Gulf Finance House to raise $250m through asset sales by March

17 February 2010

Bank to continue to dispose of assets and cut costs

Bahrain’s Gulf Finance House (GFH) is on track to complete the sale of two of investments that could net the company around $250m by mid-March.

The bank’s acting chief executive officer, Ted Pretty, says proceeds from the disposals will be used to repay debt as part of GFH’s attempts to clean up its balance sheet.

The first sale is believed to be part of the bank’s 37 per cent stake in the local Khaleeji Commercial Bank, valued at about $130m, and the other is a property asset.

GFH has about $450m debt, and has identified about $420m worth of assets to sell to reduce debts. “We want to exit all the assets we have identified for sale by the end of the year,” says Pretty.

A number of other deals could quickly follow the two sales planned in March.

“We have a buyer that we are in final stages of negotiation with for the Energy Cities projects in Libya, India and Qatar,” says Pretty. “The buyer is a government institution, so they have the capital to ensure the completion of the projects.”

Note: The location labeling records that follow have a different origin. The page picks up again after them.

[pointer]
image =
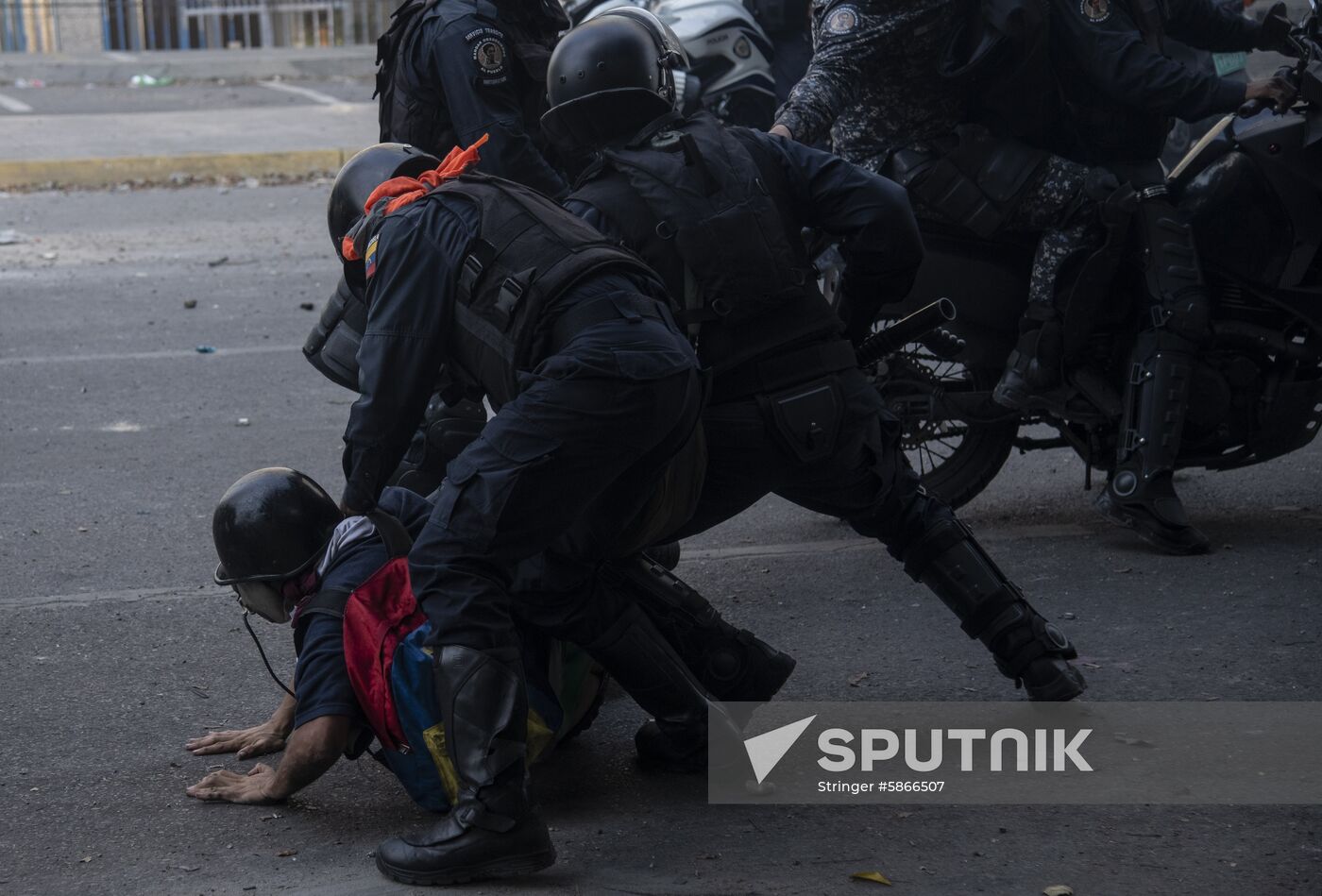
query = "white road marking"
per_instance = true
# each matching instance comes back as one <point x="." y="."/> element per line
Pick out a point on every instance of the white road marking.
<point x="148" y="356"/>
<point x="13" y="105"/>
<point x="314" y="95"/>
<point x="89" y="598"/>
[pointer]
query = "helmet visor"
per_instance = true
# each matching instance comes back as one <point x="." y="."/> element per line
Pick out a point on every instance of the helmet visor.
<point x="670" y="52"/>
<point x="263" y="599"/>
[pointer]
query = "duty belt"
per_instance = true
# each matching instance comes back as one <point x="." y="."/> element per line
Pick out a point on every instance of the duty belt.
<point x="783" y="370"/>
<point x="615" y="306"/>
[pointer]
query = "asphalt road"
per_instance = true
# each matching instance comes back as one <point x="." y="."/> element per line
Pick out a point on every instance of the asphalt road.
<point x="92" y="99"/>
<point x="118" y="436"/>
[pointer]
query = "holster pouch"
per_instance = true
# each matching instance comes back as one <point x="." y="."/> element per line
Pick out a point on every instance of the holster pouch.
<point x="808" y="418"/>
<point x="332" y="347"/>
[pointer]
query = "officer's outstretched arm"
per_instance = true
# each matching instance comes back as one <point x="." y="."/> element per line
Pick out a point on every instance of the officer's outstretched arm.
<point x="246" y="743"/>
<point x="476" y="75"/>
<point x="846" y="42"/>
<point x="314" y="748"/>
<point x="1107" y="46"/>
<point x="399" y="354"/>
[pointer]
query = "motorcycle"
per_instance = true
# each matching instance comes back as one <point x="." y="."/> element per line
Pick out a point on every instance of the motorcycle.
<point x="1252" y="191"/>
<point x="729" y="70"/>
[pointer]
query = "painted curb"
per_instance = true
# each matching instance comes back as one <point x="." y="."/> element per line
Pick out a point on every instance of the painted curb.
<point x="161" y="169"/>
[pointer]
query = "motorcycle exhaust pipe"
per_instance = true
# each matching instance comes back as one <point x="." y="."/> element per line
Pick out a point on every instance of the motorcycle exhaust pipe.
<point x="905" y="330"/>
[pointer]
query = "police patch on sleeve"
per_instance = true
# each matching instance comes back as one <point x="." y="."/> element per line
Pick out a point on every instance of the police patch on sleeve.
<point x="841" y="20"/>
<point x="370" y="261"/>
<point x="1094" y="10"/>
<point x="491" y="55"/>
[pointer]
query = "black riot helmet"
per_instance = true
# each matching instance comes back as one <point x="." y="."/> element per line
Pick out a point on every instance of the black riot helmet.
<point x="624" y="49"/>
<point x="271" y="525"/>
<point x="364" y="174"/>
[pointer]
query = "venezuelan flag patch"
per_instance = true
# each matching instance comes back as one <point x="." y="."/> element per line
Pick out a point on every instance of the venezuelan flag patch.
<point x="372" y="255"/>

GFH is also in talks with a separate buyer for the Energy City Kazakhstan project, according to Pretty.

The Bahraini bank has already sold part of its stake in Qatari investment bank QInvest for $50m.

Earlier this month, GFH secured a deal with 32 lenders giving it an extra six months to pay the final $100m of a $300m loan which had been due to be repaid on 10 February. The bank is also in talks with a group of four Islamic banks to extend another $100m loan, $50m of which is due in March.

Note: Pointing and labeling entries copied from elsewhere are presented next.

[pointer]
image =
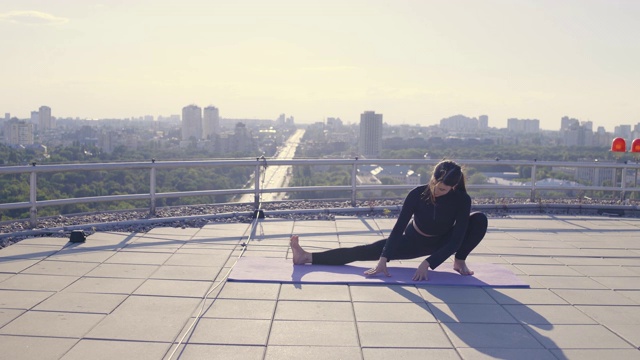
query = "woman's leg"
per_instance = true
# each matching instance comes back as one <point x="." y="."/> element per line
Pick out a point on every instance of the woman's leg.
<point x="341" y="256"/>
<point x="476" y="230"/>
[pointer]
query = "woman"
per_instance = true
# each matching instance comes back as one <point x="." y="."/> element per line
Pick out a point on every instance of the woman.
<point x="435" y="220"/>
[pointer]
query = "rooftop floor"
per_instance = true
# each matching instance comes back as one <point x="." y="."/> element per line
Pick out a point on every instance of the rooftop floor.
<point x="163" y="295"/>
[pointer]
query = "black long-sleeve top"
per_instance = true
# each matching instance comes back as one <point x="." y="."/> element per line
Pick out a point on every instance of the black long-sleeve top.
<point x="449" y="211"/>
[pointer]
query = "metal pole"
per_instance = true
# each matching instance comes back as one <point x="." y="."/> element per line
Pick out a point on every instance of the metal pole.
<point x="533" y="183"/>
<point x="152" y="187"/>
<point x="354" y="169"/>
<point x="623" y="183"/>
<point x="256" y="178"/>
<point x="33" y="196"/>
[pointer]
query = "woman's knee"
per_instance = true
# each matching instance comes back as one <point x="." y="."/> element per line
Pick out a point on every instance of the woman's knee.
<point x="478" y="221"/>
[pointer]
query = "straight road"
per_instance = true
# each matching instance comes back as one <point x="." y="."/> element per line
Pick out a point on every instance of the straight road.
<point x="275" y="176"/>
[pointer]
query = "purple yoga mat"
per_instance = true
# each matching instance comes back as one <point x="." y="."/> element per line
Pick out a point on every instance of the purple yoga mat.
<point x="256" y="269"/>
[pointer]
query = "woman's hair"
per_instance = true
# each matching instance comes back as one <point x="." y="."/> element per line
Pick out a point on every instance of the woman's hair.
<point x="447" y="172"/>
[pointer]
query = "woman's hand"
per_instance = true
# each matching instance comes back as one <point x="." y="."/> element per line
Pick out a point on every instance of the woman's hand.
<point x="380" y="268"/>
<point x="422" y="272"/>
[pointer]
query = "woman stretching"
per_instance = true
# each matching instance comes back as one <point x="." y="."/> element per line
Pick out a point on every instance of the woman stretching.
<point x="435" y="220"/>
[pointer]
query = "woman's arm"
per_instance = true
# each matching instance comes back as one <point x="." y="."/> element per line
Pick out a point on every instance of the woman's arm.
<point x="457" y="235"/>
<point x="408" y="207"/>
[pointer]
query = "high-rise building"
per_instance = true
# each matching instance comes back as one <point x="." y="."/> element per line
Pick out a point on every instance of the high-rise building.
<point x="523" y="125"/>
<point x="483" y="122"/>
<point x="370" y="141"/>
<point x="191" y="122"/>
<point x="44" y="118"/>
<point x="210" y="122"/>
<point x="18" y="132"/>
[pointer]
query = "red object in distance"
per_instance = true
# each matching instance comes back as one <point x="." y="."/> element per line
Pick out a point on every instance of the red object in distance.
<point x="618" y="145"/>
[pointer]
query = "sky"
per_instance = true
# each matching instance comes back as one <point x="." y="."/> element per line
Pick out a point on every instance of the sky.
<point x="414" y="61"/>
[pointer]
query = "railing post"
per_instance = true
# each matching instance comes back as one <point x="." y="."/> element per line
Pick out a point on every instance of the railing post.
<point x="623" y="183"/>
<point x="354" y="170"/>
<point x="152" y="188"/>
<point x="256" y="178"/>
<point x="33" y="196"/>
<point x="533" y="183"/>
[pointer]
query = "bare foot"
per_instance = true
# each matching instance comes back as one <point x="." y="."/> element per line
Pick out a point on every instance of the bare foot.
<point x="461" y="267"/>
<point x="299" y="255"/>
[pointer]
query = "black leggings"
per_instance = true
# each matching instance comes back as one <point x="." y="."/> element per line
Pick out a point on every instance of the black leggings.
<point x="411" y="246"/>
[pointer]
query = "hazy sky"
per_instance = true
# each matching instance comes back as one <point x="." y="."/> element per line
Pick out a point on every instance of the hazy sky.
<point x="415" y="61"/>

Pretty says he is also embarking on an aggressive cost-cutting strategy at the bank. “Expenses are running at about $11m a month,” he says. “My objective is to get that down to about $6.5m a month.”

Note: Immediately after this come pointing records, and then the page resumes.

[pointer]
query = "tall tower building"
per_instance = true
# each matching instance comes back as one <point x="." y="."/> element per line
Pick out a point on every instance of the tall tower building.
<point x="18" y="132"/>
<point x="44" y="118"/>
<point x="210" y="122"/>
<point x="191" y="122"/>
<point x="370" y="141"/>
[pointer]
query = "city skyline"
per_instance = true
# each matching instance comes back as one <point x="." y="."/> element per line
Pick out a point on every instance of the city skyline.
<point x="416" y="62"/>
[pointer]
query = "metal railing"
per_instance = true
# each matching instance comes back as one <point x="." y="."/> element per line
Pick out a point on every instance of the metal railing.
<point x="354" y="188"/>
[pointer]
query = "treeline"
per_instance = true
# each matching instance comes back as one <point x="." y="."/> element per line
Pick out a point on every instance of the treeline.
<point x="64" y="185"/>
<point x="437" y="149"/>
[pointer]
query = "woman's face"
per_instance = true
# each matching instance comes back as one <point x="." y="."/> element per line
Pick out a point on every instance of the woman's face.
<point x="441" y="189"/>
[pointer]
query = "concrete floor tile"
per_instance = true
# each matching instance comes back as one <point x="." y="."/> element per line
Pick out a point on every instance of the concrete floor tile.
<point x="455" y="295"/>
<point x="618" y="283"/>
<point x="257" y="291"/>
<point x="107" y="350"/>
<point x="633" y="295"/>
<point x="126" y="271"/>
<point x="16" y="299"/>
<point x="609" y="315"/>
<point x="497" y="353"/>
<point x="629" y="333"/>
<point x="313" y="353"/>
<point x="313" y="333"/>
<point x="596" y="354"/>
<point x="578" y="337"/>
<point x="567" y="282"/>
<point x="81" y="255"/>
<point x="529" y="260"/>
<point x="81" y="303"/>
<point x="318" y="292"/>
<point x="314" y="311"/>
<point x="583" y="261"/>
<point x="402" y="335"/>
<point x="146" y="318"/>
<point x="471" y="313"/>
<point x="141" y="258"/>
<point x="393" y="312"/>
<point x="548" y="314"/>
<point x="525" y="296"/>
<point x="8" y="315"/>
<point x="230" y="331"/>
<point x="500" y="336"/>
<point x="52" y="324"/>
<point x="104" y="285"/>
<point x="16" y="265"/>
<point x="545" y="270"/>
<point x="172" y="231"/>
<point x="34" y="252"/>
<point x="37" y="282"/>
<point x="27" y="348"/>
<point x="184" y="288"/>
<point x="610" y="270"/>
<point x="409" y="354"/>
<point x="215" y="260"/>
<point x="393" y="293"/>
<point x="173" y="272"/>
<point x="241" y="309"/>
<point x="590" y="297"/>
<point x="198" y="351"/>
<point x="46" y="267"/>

The cuts are likely to result in job losses. Staffing levels at the bank peaked at 270 in 2008, but have since dropped to 207 by the end of 2009. Pretty says “there will be a significant [further] reduction” in staffing levels.

“We will concentrate on senior expatriate positions to reduce costs and some natural attrition in the Bahraini workforce.”

In 2009, GFH made a loss of $728m as a result of booking $656m of provisions because of the fall in value of its assets. Pretty says the bank should return to profitability in the third or fourth quarter.